On the way back to the bus station there were still many nice markets with local specialties, such as lavender and olive. In this markets you could find any kind of things, like soaps and cosmetic oils from lavender, which is the “visit card” of Provence. But what was the discovery of the day was the chocolate and some other sweets made from olive oil. There was a nice sweet market, where you could also have a seat and relax, where they had a big variety of sweets, which ingredient was olive oil. The woman working there was explaining us how this all was made and was giving some pieces to try. I should confess, they were quite tasty and interesting. 
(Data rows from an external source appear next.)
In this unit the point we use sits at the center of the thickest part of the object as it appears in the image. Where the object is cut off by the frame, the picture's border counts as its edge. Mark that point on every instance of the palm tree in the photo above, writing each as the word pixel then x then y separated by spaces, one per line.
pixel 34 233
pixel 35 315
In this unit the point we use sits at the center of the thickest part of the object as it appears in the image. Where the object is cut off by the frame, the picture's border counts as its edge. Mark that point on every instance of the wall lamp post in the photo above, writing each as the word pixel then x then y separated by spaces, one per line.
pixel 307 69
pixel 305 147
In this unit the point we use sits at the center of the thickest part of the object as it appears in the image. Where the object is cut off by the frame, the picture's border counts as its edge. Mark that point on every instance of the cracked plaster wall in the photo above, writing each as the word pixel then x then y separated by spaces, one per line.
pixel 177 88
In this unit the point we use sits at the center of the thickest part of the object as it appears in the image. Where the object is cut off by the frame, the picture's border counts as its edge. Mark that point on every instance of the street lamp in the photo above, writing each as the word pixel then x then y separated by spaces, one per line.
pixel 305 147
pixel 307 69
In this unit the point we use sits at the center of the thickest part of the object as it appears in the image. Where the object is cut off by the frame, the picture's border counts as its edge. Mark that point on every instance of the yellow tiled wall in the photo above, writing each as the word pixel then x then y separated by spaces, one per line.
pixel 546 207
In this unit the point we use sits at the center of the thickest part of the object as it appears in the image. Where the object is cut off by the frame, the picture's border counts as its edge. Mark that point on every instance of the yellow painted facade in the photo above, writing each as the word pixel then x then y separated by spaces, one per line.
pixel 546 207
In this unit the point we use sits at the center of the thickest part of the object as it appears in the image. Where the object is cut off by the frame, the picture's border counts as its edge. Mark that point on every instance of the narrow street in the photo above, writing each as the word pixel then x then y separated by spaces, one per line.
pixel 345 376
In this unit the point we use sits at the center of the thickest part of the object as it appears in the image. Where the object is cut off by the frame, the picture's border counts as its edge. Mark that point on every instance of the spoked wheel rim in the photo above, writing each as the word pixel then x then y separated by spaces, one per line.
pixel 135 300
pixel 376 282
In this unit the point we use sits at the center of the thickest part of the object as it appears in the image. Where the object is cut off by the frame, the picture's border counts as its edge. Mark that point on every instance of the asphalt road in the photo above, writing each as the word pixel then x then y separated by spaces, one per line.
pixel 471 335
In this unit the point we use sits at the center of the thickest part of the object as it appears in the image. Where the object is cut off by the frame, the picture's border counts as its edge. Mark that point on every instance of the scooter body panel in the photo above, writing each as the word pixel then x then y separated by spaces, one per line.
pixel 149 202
In general the streets of Marseille were smelling nice, with a breeze coming from the sea mixed with the smell of lavender. The only thing you should pay attention is your safety, as there were a lot of immigrants all around which were looking strange, and the city itself is considered to be not the safest in France. Despite of all, it is a nice place to visit, but surely our time wasn’t enough to visit all the nicest places here. So if you’re going to visit one of the most famous cities of France, take in mind to book more than a day here, to have better experience and more time to explore the city of Marseille. Maybe another time I will also have that chance. Let’s see 🙂
But here our stories are not ending. We still have more and more places to discover together!